The maximum values of deformations and stresses of the medium-low dam with various treatment methods for the construction interface are shown in

Table 5. Maximum values of displacements and stresses of the medium-low dam after water storage.

Treatment Method	Horizontal Displacement/mm	Vertical Displacement/mm	The First Principal Stress/MPa	The Third Principal Stress/MPa
No interface	4.75	7.10	−0.00039	−1.06
Laying Mortar	9.49	7.29	0.439	−1.06
Roughening	9.45	7.28	0.601	−1.06

. It was observed that larger horizontal displacement (ranging from 98.9% to 99.8%) was predicted when the construction interface was considered, and the vertical displacement increased slightly.

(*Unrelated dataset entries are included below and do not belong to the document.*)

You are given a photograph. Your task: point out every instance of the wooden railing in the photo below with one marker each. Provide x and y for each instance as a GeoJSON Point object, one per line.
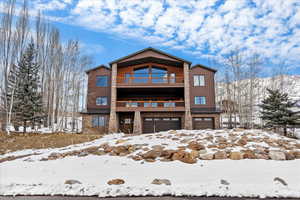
{"type": "Point", "coordinates": [149, 79]}
{"type": "Point", "coordinates": [150, 104]}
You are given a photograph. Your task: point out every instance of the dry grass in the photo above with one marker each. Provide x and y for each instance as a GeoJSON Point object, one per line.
{"type": "Point", "coordinates": [19, 141]}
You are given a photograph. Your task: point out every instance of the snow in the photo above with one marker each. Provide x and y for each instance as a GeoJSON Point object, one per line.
{"type": "Point", "coordinates": [247, 178]}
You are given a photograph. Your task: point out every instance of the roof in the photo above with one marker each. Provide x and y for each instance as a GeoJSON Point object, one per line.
{"type": "Point", "coordinates": [149, 49]}
{"type": "Point", "coordinates": [104, 66]}
{"type": "Point", "coordinates": [202, 66]}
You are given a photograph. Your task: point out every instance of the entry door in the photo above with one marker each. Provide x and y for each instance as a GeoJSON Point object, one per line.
{"type": "Point", "coordinates": [152, 125]}
{"type": "Point", "coordinates": [203, 123]}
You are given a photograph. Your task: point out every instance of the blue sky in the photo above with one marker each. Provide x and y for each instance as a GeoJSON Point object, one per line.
{"type": "Point", "coordinates": [202, 31]}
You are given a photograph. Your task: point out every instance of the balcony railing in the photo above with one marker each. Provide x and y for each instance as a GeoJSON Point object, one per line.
{"type": "Point", "coordinates": [146, 79]}
{"type": "Point", "coordinates": [150, 104]}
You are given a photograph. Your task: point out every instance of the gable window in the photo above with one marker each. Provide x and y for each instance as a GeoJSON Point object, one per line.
{"type": "Point", "coordinates": [98, 121]}
{"type": "Point", "coordinates": [200, 100]}
{"type": "Point", "coordinates": [199, 80]}
{"type": "Point", "coordinates": [102, 81]}
{"type": "Point", "coordinates": [101, 101]}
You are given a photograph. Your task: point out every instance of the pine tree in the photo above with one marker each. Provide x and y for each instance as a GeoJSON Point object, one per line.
{"type": "Point", "coordinates": [276, 110]}
{"type": "Point", "coordinates": [27, 104]}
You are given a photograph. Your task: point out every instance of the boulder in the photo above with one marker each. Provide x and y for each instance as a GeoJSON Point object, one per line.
{"type": "Point", "coordinates": [249, 154]}
{"type": "Point", "coordinates": [151, 154]}
{"type": "Point", "coordinates": [207, 156]}
{"type": "Point", "coordinates": [195, 146]}
{"type": "Point", "coordinates": [161, 181]}
{"type": "Point", "coordinates": [235, 156]}
{"type": "Point", "coordinates": [220, 155]}
{"type": "Point", "coordinates": [71, 182]}
{"type": "Point", "coordinates": [277, 155]}
{"type": "Point", "coordinates": [116, 182]}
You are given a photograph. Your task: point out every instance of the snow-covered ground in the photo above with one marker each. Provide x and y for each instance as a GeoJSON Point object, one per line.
{"type": "Point", "coordinates": [225, 177]}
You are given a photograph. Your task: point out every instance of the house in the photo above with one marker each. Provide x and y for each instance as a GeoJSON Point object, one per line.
{"type": "Point", "coordinates": [150, 91]}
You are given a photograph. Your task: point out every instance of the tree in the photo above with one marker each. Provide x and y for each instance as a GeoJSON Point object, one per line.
{"type": "Point", "coordinates": [276, 110]}
{"type": "Point", "coordinates": [27, 96]}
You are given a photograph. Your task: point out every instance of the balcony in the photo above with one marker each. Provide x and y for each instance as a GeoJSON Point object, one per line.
{"type": "Point", "coordinates": [127, 106]}
{"type": "Point", "coordinates": [150, 80]}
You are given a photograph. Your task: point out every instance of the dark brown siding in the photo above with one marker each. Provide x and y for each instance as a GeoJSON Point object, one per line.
{"type": "Point", "coordinates": [208, 90]}
{"type": "Point", "coordinates": [95, 91]}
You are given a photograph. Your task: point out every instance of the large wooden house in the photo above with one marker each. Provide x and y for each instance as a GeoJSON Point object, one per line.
{"type": "Point", "coordinates": [150, 91]}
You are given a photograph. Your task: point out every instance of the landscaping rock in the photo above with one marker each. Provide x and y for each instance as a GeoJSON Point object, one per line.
{"type": "Point", "coordinates": [280, 180]}
{"type": "Point", "coordinates": [161, 181]}
{"type": "Point", "coordinates": [208, 156]}
{"type": "Point", "coordinates": [71, 182]}
{"type": "Point", "coordinates": [277, 155]}
{"type": "Point", "coordinates": [195, 146]}
{"type": "Point", "coordinates": [116, 182]}
{"type": "Point", "coordinates": [151, 154]}
{"type": "Point", "coordinates": [235, 156]}
{"type": "Point", "coordinates": [220, 155]}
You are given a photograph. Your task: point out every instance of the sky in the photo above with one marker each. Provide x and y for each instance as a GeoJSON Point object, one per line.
{"type": "Point", "coordinates": [201, 31]}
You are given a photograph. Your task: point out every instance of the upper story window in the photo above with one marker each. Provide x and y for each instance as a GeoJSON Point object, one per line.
{"type": "Point", "coordinates": [98, 121]}
{"type": "Point", "coordinates": [169, 104]}
{"type": "Point", "coordinates": [102, 81]}
{"type": "Point", "coordinates": [199, 80]}
{"type": "Point", "coordinates": [101, 101]}
{"type": "Point", "coordinates": [200, 100]}
{"type": "Point", "coordinates": [159, 75]}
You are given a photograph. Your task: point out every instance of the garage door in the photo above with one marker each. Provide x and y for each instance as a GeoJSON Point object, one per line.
{"type": "Point", "coordinates": [152, 125]}
{"type": "Point", "coordinates": [203, 123]}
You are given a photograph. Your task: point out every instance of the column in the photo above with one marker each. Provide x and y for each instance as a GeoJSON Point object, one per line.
{"type": "Point", "coordinates": [188, 117]}
{"type": "Point", "coordinates": [112, 125]}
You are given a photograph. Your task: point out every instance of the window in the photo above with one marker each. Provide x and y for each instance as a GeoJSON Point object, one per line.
{"type": "Point", "coordinates": [101, 101]}
{"type": "Point", "coordinates": [98, 121]}
{"type": "Point", "coordinates": [101, 81]}
{"type": "Point", "coordinates": [131, 104]}
{"type": "Point", "coordinates": [200, 100]}
{"type": "Point", "coordinates": [199, 80]}
{"type": "Point", "coordinates": [150, 104]}
{"type": "Point", "coordinates": [169, 104]}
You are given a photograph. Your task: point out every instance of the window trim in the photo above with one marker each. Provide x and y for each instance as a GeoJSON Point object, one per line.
{"type": "Point", "coordinates": [200, 100]}
{"type": "Point", "coordinates": [106, 84]}
{"type": "Point", "coordinates": [100, 98]}
{"type": "Point", "coordinates": [199, 75]}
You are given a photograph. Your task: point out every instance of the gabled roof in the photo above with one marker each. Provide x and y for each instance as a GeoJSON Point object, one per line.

The first principal stress showed extremely large increases due to the change from a very small negative value to positive values, and there was no change in the third principal stress. Additionally, the first principal stress of the dam with roughened interfaces was larger than that of the dam with mortar-laying interface because the bonding strength of the construction interface with mortar-laying was larger than that of the construction interface with roughening.

For the 100-m dams, whether with or without construction interfaces, the distribution patterns of deformations and stresses were similar to those of the medium-low dam. The maximum values of deformations and stresses for the 100-m dam after construction are shown in

Table 6. The maximum value of displacements and stresses of the 100-m dam after construction.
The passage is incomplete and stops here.